Soon after Gov. Brad Little signed the bill into law, Lindsay Hecox, a transgender Boise State University student, sued the state, the Idaho Statesman previously reported.
A district judge found that the state’s law was likely unconstitutional after attorneys argued that it violated the U.S. Constitution’s equal protection, due process and search and seizure clauses, as well as Title IX, the 1972 law that bars sex discrimination in education.
The 9th Circuit Court of Appeals upheld that decision with an injunction that prevented the law from taking effect.
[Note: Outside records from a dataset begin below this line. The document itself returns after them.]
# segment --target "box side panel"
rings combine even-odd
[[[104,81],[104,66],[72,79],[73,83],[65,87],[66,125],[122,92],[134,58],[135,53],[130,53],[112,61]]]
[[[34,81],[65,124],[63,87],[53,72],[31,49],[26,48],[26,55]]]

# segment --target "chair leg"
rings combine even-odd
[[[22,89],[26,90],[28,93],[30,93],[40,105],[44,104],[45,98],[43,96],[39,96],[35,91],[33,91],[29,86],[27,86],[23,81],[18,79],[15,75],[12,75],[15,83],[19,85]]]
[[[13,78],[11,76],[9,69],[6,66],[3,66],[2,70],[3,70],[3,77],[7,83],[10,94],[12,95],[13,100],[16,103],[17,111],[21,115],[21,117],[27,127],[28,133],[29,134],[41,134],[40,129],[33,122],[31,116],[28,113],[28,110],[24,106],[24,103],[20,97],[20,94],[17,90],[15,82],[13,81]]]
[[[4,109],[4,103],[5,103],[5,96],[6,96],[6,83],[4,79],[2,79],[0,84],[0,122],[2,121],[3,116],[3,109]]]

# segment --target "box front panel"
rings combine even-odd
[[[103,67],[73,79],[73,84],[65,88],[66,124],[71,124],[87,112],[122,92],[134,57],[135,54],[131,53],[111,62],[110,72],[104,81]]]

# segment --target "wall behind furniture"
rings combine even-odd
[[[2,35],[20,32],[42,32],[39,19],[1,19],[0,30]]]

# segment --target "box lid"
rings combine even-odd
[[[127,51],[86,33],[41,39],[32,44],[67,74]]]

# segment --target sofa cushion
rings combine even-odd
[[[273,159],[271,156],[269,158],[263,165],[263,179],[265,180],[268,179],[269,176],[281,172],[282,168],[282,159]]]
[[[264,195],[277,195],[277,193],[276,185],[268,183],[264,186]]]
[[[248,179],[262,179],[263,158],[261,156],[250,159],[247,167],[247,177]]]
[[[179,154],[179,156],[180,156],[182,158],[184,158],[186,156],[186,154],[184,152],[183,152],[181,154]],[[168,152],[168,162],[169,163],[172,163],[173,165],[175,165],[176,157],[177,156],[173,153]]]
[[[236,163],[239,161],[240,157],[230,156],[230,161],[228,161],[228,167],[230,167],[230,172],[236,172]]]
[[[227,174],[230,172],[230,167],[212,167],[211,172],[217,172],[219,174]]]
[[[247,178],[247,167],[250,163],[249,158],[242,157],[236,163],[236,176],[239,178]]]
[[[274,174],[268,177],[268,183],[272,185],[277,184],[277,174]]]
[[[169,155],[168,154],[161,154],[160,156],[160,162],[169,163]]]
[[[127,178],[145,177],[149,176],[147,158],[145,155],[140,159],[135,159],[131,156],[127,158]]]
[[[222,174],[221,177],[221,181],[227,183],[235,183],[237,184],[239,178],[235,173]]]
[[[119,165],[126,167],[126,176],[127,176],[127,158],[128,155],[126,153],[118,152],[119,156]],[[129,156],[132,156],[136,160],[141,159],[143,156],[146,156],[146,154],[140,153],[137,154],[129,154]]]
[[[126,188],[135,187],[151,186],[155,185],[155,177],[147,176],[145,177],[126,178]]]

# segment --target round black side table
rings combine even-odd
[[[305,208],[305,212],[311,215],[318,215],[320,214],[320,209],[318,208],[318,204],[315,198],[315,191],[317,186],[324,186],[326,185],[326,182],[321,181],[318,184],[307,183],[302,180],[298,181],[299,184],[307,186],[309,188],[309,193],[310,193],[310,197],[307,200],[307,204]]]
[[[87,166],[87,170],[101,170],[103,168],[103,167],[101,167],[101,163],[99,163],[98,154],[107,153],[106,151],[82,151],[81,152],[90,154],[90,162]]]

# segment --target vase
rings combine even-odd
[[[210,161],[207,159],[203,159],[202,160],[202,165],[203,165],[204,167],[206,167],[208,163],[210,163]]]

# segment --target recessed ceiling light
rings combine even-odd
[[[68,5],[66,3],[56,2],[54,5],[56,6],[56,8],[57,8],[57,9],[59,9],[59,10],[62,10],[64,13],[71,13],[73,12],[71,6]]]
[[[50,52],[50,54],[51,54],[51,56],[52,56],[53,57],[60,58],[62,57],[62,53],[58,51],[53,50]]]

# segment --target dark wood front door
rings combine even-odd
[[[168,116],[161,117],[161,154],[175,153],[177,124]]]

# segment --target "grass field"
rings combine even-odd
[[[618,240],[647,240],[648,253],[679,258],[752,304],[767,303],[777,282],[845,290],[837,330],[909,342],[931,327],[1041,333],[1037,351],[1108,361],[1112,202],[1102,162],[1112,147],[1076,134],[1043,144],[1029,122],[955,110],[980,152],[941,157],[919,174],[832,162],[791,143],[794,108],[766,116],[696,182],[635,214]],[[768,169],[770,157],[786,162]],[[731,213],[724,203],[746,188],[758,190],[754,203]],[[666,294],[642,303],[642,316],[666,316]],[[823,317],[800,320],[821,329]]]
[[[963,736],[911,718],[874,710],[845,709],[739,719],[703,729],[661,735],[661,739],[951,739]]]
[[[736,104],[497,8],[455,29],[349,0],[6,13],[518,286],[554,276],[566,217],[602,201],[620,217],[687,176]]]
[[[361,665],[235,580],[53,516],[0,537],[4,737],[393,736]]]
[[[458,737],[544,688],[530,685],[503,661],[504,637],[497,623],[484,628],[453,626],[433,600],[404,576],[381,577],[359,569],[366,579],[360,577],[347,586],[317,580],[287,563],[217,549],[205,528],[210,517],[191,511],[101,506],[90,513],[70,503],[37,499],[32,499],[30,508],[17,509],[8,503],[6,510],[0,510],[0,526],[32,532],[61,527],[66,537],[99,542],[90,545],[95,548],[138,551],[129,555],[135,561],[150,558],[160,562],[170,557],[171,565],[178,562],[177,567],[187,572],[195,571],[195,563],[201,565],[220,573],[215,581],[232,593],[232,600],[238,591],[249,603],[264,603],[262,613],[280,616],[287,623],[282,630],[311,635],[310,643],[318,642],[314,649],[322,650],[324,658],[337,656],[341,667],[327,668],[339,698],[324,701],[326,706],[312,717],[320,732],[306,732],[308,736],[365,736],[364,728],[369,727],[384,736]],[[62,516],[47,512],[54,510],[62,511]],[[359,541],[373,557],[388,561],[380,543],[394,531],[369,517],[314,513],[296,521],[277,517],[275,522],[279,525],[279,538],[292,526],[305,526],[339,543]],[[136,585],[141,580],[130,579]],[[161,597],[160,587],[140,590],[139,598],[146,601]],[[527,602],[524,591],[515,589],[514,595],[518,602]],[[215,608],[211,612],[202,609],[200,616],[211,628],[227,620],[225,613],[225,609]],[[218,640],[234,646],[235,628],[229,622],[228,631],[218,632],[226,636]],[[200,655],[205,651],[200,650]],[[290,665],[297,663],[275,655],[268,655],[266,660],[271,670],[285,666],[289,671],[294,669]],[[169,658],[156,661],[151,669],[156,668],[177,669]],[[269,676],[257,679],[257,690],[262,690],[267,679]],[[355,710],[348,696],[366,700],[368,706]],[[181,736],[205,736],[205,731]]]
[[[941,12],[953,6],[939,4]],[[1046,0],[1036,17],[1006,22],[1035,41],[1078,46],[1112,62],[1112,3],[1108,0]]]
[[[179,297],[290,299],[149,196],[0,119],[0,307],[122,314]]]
Ninth Circuit Judge Kim Wardlaw wrote in her opinion that the district judge ruled correctly because the act targeted only female students, the Statesman previously reported.
The law subjected these students to “an intrusive sex verification process” if anyone disputed their gender and banned them from sports. Idaho also failed to show that the law improved gender equality, Wardlaw wrote.
That injunction was “a clear indicator that the ban causes real harm,” said Rebecca De Leon, a spokesperson for the American Civil Liberties Union of Idaho, which brought Hecox’s lawsuit. “We are confident that the U.S. Supreme Court will agree with federal court rulings that this ban is unconstitutional.”
Labrador argued that urgent questions remain unanswered in the case, including how biological sex should be defined in cases related to the Constitution’s equal protection clause, according to the June 25 release.
A brief he submitted to the Supreme Court urged it to grant immediate review of Idaho’s law rather than sending the case back to a lower court.
Nearly 30 states have enacted laws similar to Idaho’s, but women and girls “continue losing medals, podium spots, and athletic opportunities in jurisdictions where courts have blocked these protections,” Labrador’s release said.
Damon Sidur, a spokesperson for Labrador’s office, shared examples of two Idaho State University cross country runners who lost to a trans woman, as well as a database of female athletes who were “displaced by males in women’s sporting events.” The database shows the athletes’ rankings in events but does not provide additional context for, or explanation of, each case.
In December , the NCAA’s president testified that he knew of fewer than 10 transgender college student-athletes among 510,000 total athletes.
“Idaho’s elected officials, backed by well-funded national groups, are creating a false sense of fear and anger toward a small and vulnerable portion of the population,” De Leon said Thursday.
Little, one of the petitioners on appeal in the lawsuit, said in a Thursday release that he was “confident Idaho’s common-sense laws to defend women’s sports will prevail” under the Supreme Court’s review.
Lawrence Wasden, the state’s previous attorney general, warned Republican lawmakers in 2020 that the state’s new law was on shaky legal ground, the Statesman previously reported.
The Supreme Court has also taken up a transgender athlete ban in West Virginia.